What’s the solution? If it were possible to raise the money, I would buy a racetrack and run it as a non-profit. Hear me out. That does NOT mean we wouldn’t want to make money, just that we would run as a non-profit. Purses would be excellent and we would make sure that the money went back into the facilty and operation. Here is how I see it working:
Horsemen own the racino. Of course the state would take their cut, as states involved with gaming do, but the cut would be reasonable. Not the joke that passes for a gaming tax in Nevada (while teachers get laid off and public services suffer) or the punitive tax proposed by Kansas which birthed a stillborn racino industry. Somewhere along the lines of 30% seems fair and reasonable to me. Let’s say we have a 2,000 slot racino earning $200 per machine per day – not an unreasonable assumption outside of Nevada and, in fact, very conservative. That would generate nearly $44 million a year for the state and just over $100,000,000 for the track. Combine that with handle on live racing and simulcasting and you have a successful 100 day meet.
We'd race four days a week from April through September making sure that we run in the evenings on weekdays. Hell, while I’m living in fantasyland, having a racetrack in the north and the south would create a circuit with race dates in the south from October through March. There would still be competition from casinos and other entertainment options and therefore a need for quality food and beverage, outstanding customer service and clean comfortable facilities. The quarter to quarter pressures of a public company would be gone, however, replaced instead with a commitment to horsemen, horses, agriculture and community service. Far-fetched as this may sound, it does exist, sort of, in Iowa at Prairie Meadows. The difference there is that the non-profit is not racing but community based so the pressure there is to close down racing so there can be more money for the county, the purpose of opening the racino in the first place to promote the horse industry and agriculture forgotten amid the swirl of slot money.

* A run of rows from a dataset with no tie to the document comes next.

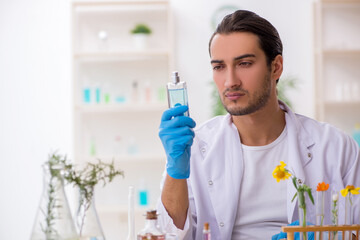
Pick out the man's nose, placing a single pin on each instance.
(232, 79)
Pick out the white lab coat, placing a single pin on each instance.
(317, 152)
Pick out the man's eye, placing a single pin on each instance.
(217, 67)
(245, 64)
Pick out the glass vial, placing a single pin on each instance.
(334, 211)
(53, 218)
(151, 230)
(177, 92)
(87, 220)
(206, 231)
(131, 217)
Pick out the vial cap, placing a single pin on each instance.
(175, 77)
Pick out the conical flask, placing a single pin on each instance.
(53, 218)
(87, 220)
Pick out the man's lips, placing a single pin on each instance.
(234, 95)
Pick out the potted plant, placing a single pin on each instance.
(140, 34)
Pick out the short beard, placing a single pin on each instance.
(258, 101)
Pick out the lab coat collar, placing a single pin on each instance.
(222, 165)
(300, 154)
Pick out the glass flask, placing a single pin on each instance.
(151, 230)
(87, 220)
(53, 218)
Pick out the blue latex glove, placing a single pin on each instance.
(283, 235)
(177, 136)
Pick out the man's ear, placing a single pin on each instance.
(276, 67)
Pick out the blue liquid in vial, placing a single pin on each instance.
(98, 96)
(143, 197)
(178, 96)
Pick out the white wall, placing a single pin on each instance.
(293, 20)
(35, 84)
(35, 103)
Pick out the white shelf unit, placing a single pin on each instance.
(337, 62)
(119, 96)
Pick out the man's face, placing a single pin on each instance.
(240, 72)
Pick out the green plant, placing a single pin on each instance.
(284, 84)
(141, 28)
(52, 203)
(85, 178)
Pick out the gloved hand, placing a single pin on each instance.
(176, 135)
(283, 235)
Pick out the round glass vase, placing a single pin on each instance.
(302, 213)
(53, 218)
(334, 213)
(87, 220)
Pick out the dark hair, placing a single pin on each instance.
(246, 21)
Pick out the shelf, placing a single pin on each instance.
(339, 51)
(105, 5)
(132, 55)
(342, 103)
(340, 1)
(127, 158)
(122, 108)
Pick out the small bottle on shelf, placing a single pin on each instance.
(147, 92)
(206, 231)
(151, 230)
(131, 217)
(135, 95)
(356, 133)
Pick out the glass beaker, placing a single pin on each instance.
(53, 218)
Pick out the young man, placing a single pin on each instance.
(222, 173)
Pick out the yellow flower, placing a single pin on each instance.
(349, 189)
(280, 172)
(322, 187)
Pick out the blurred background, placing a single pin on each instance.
(74, 78)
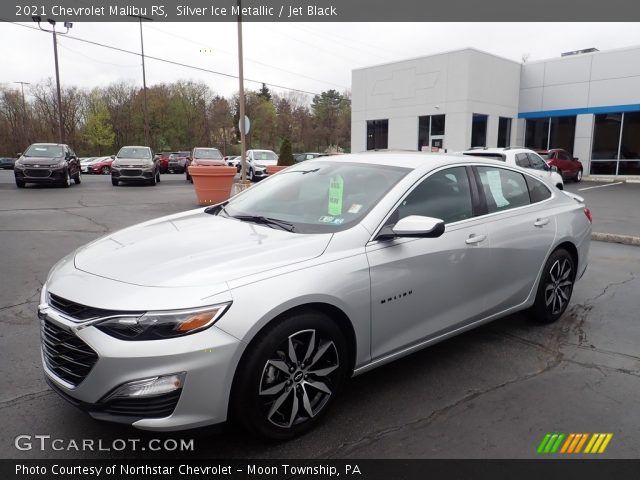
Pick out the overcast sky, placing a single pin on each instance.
(307, 56)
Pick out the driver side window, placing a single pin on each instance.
(445, 195)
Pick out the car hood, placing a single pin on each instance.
(47, 161)
(195, 249)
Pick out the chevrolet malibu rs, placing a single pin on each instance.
(324, 271)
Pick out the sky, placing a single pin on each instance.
(310, 57)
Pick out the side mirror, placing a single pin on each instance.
(414, 226)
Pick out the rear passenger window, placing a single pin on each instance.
(538, 191)
(445, 195)
(522, 160)
(503, 189)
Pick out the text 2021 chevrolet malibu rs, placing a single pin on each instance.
(327, 269)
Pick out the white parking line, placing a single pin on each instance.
(600, 186)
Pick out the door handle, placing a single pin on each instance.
(475, 239)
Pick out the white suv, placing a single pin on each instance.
(522, 157)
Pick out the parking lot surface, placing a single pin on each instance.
(491, 393)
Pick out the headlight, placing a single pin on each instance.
(162, 325)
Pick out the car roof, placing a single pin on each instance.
(413, 160)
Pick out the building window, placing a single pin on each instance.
(616, 144)
(562, 133)
(504, 132)
(430, 126)
(551, 132)
(377, 134)
(479, 130)
(536, 134)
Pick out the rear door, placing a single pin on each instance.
(521, 230)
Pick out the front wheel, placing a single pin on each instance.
(290, 376)
(555, 288)
(578, 176)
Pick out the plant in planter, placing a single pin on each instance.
(284, 160)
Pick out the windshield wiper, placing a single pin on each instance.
(270, 222)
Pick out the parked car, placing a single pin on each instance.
(257, 162)
(204, 156)
(301, 157)
(271, 300)
(569, 167)
(178, 162)
(47, 163)
(101, 165)
(7, 163)
(135, 164)
(522, 157)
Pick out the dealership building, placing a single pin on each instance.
(586, 102)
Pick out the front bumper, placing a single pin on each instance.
(40, 174)
(208, 359)
(132, 174)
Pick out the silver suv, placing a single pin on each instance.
(521, 157)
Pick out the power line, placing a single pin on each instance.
(172, 62)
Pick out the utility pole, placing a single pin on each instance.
(24, 113)
(145, 110)
(243, 145)
(67, 25)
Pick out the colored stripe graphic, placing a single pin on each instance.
(573, 443)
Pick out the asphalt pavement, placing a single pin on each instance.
(493, 392)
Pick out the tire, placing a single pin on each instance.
(578, 177)
(66, 182)
(555, 288)
(280, 395)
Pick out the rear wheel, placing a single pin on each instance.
(290, 376)
(555, 288)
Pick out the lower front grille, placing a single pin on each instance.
(65, 354)
(151, 407)
(32, 172)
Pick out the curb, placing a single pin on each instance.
(616, 238)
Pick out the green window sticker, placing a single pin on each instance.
(336, 190)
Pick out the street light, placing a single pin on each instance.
(144, 83)
(24, 112)
(67, 25)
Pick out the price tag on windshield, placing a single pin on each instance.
(336, 189)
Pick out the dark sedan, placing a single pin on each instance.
(47, 163)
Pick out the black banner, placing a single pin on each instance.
(320, 469)
(322, 10)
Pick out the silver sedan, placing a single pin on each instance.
(327, 269)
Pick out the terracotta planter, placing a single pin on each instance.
(271, 169)
(212, 184)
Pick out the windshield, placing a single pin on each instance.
(264, 155)
(207, 153)
(318, 197)
(134, 152)
(44, 151)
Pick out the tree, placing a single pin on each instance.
(286, 157)
(98, 130)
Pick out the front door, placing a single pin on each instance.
(421, 287)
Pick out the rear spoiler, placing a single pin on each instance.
(577, 198)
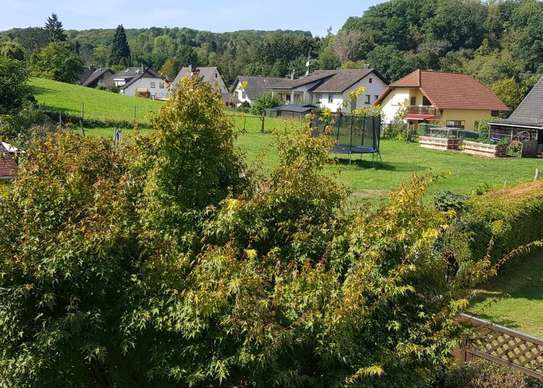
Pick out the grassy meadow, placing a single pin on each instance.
(515, 299)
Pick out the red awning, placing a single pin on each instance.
(419, 117)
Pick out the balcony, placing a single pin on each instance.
(423, 110)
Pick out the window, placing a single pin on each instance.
(455, 124)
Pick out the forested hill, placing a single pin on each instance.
(499, 42)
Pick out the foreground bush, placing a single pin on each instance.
(167, 263)
(505, 219)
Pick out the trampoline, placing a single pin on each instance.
(353, 135)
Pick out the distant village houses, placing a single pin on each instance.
(210, 75)
(446, 99)
(329, 89)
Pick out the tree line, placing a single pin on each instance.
(499, 43)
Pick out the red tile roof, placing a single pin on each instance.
(449, 91)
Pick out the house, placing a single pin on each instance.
(138, 81)
(8, 166)
(334, 93)
(526, 122)
(256, 87)
(99, 77)
(210, 75)
(325, 88)
(293, 110)
(446, 99)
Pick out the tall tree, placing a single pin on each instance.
(55, 31)
(120, 52)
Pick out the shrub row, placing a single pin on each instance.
(506, 219)
(68, 118)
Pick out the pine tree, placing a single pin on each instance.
(54, 29)
(120, 53)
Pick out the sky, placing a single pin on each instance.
(210, 15)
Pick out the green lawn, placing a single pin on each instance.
(97, 104)
(458, 172)
(515, 298)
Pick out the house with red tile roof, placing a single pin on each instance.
(446, 99)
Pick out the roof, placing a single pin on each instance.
(318, 75)
(295, 108)
(449, 91)
(530, 110)
(132, 72)
(95, 76)
(256, 86)
(209, 75)
(343, 80)
(147, 73)
(8, 166)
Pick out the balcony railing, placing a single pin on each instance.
(424, 110)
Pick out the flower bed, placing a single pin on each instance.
(439, 143)
(486, 150)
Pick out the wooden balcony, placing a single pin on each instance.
(423, 110)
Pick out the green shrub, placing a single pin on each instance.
(483, 374)
(506, 219)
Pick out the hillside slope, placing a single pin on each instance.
(96, 104)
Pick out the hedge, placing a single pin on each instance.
(510, 218)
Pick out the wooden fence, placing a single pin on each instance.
(502, 346)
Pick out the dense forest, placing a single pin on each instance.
(498, 42)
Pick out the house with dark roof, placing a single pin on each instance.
(446, 99)
(248, 89)
(99, 77)
(8, 165)
(329, 89)
(142, 82)
(210, 75)
(526, 122)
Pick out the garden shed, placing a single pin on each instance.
(525, 124)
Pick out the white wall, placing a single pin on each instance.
(241, 95)
(373, 89)
(151, 84)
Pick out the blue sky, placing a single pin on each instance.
(211, 15)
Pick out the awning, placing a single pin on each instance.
(419, 117)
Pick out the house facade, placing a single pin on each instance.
(137, 81)
(445, 99)
(210, 75)
(101, 77)
(329, 89)
(526, 122)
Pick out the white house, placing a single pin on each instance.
(210, 75)
(334, 93)
(324, 88)
(137, 81)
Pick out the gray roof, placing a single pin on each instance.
(132, 72)
(95, 76)
(209, 75)
(318, 75)
(530, 110)
(343, 80)
(257, 86)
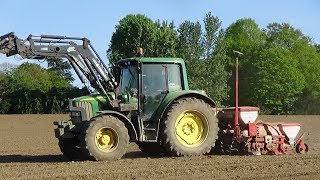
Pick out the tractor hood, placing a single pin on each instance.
(93, 103)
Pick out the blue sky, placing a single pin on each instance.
(96, 20)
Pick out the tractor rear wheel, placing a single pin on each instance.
(189, 128)
(104, 138)
(152, 149)
(70, 148)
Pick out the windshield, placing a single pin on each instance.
(129, 78)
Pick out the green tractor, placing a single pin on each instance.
(141, 100)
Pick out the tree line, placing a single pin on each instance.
(31, 89)
(278, 72)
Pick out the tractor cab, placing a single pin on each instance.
(146, 81)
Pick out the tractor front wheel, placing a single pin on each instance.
(104, 138)
(189, 128)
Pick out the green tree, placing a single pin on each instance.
(245, 36)
(132, 32)
(205, 53)
(189, 46)
(306, 54)
(277, 81)
(157, 39)
(32, 76)
(166, 39)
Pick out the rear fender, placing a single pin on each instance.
(171, 97)
(131, 130)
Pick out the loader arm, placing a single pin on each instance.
(78, 51)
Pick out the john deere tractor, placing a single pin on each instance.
(141, 100)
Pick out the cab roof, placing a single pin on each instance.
(153, 60)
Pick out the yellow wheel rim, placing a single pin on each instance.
(191, 128)
(106, 139)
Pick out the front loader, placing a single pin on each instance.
(141, 100)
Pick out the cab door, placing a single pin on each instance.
(154, 88)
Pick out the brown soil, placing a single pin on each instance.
(29, 150)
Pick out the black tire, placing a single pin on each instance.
(104, 138)
(152, 149)
(189, 117)
(70, 148)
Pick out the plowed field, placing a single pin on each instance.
(29, 150)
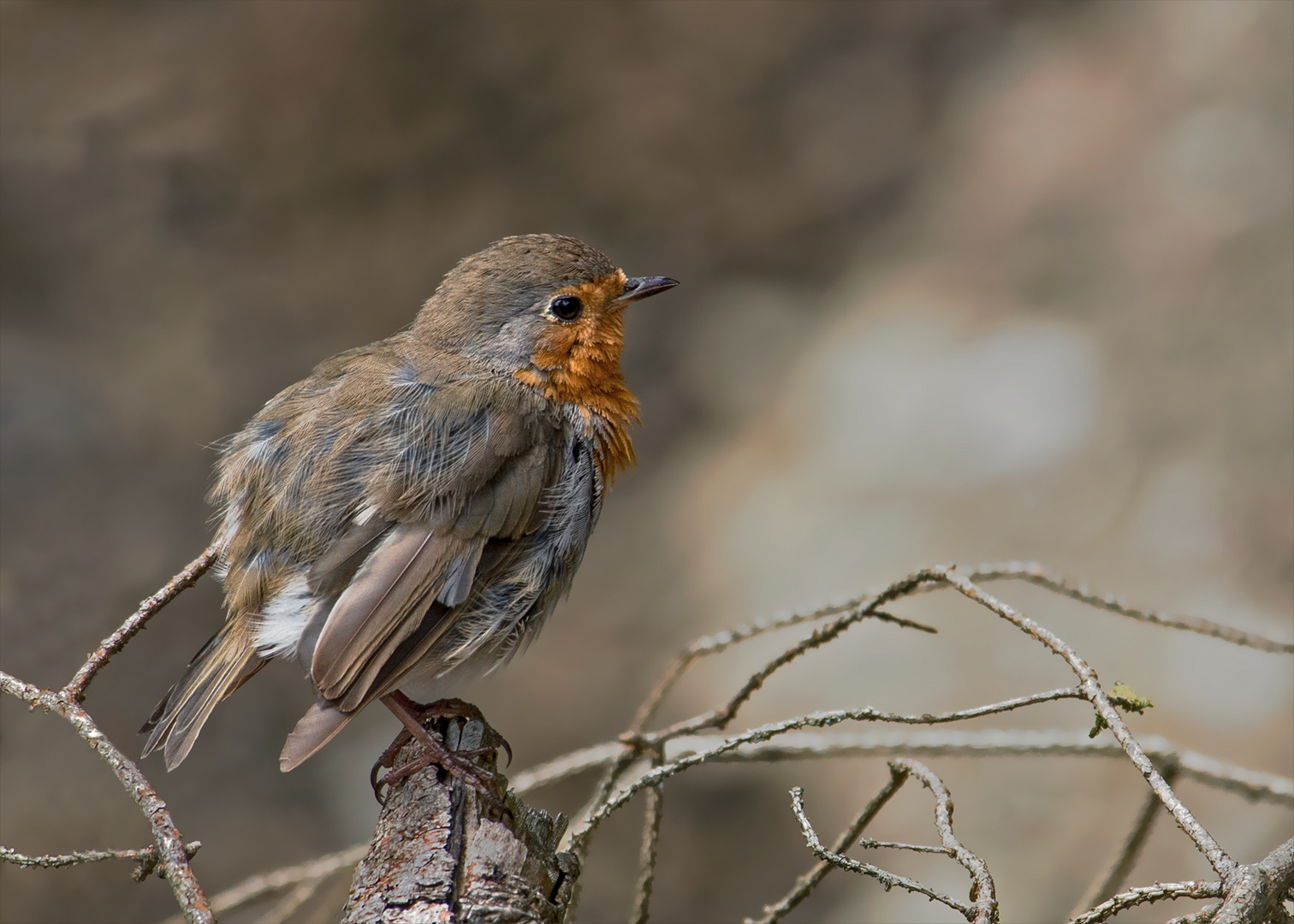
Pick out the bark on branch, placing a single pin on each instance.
(442, 852)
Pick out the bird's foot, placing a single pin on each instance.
(461, 764)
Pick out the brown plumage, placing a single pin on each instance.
(417, 506)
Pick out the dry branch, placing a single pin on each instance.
(806, 883)
(983, 910)
(442, 852)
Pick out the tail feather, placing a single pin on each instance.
(219, 668)
(312, 732)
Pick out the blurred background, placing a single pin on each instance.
(960, 282)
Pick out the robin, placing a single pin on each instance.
(416, 507)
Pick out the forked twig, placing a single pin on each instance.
(806, 883)
(1196, 888)
(175, 860)
(148, 858)
(1039, 576)
(1108, 884)
(172, 855)
(985, 903)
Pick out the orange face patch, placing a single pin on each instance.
(579, 363)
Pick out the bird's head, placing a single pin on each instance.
(546, 310)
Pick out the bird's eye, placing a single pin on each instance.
(566, 307)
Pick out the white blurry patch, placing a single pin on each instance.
(910, 403)
(882, 426)
(1227, 684)
(283, 619)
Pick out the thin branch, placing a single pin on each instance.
(1251, 785)
(1218, 858)
(982, 891)
(805, 884)
(650, 844)
(897, 845)
(1109, 884)
(720, 643)
(1256, 891)
(175, 863)
(816, 639)
(146, 858)
(882, 876)
(1196, 888)
(819, 720)
(75, 689)
(1039, 576)
(1202, 916)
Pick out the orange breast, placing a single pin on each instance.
(579, 363)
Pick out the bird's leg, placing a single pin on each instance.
(457, 708)
(434, 752)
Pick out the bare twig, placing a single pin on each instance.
(882, 876)
(268, 883)
(1038, 575)
(1255, 891)
(982, 891)
(175, 861)
(75, 689)
(148, 858)
(1108, 886)
(806, 883)
(1202, 916)
(1251, 785)
(650, 844)
(1145, 894)
(580, 836)
(897, 845)
(1217, 857)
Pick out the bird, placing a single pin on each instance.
(412, 512)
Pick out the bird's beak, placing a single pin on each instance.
(642, 287)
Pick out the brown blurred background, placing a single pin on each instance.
(960, 282)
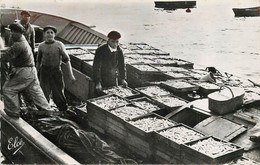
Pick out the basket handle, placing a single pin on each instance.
(227, 88)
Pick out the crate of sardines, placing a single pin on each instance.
(87, 68)
(242, 161)
(176, 75)
(139, 138)
(184, 64)
(125, 92)
(98, 110)
(179, 86)
(146, 104)
(165, 68)
(116, 120)
(106, 102)
(153, 91)
(167, 144)
(210, 150)
(170, 102)
(206, 87)
(142, 72)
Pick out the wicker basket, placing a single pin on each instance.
(221, 103)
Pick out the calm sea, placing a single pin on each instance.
(210, 35)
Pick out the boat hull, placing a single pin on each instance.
(175, 4)
(246, 12)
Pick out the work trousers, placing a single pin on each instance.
(51, 80)
(23, 78)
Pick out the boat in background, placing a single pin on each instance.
(68, 31)
(247, 12)
(173, 5)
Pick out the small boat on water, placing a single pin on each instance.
(235, 127)
(247, 12)
(172, 5)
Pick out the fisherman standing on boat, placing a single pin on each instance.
(109, 65)
(51, 54)
(29, 32)
(23, 74)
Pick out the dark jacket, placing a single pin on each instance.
(108, 67)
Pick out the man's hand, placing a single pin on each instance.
(124, 83)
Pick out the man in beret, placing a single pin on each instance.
(51, 54)
(109, 65)
(29, 32)
(23, 75)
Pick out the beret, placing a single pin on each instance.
(26, 13)
(16, 27)
(50, 27)
(114, 35)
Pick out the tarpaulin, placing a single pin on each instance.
(84, 146)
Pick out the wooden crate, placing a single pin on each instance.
(205, 87)
(191, 155)
(154, 106)
(139, 141)
(175, 75)
(87, 68)
(169, 148)
(153, 91)
(148, 74)
(97, 116)
(243, 160)
(116, 90)
(184, 64)
(178, 86)
(91, 103)
(161, 100)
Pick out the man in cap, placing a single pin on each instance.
(109, 65)
(29, 32)
(23, 75)
(51, 54)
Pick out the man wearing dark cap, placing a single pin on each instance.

The point isn’t so much the way the numbers above calculate but that the pressures the operation would be under would be entirely different than they are today under a Penn National or Churchill Downs. There are no shareholders clamoring for constant growth. No hue and cry to get rid of that high expense racing product to add more slot machines. There would be money for the state, money for the horsemen and money for the bettors (takeout should be able to be held to more reasonable levels than it is now). There could even be money for horse rescue, injured jockey funds, backstretch workers and other racing and even community based charities. I know I’m taking more Utopia than reality since these pressures would be sure to be replaced by others, human nature being what it is, but it is going to be very difficult for any public company, no matter their commitment to racing, to resist the call of shareholders for greater growth once they get a taste. After all, I remember when Penn National was just a crappy racecourse in Grantville, PA.
According to the Thoroughbred Times, national handle in 2010, while down, was still over $11.4 BILLION. Those of us among the living are betting that money, Mr. Carlino, and if you don’t want a piece of it, I’d be glad to run a racino that would take it off your hands.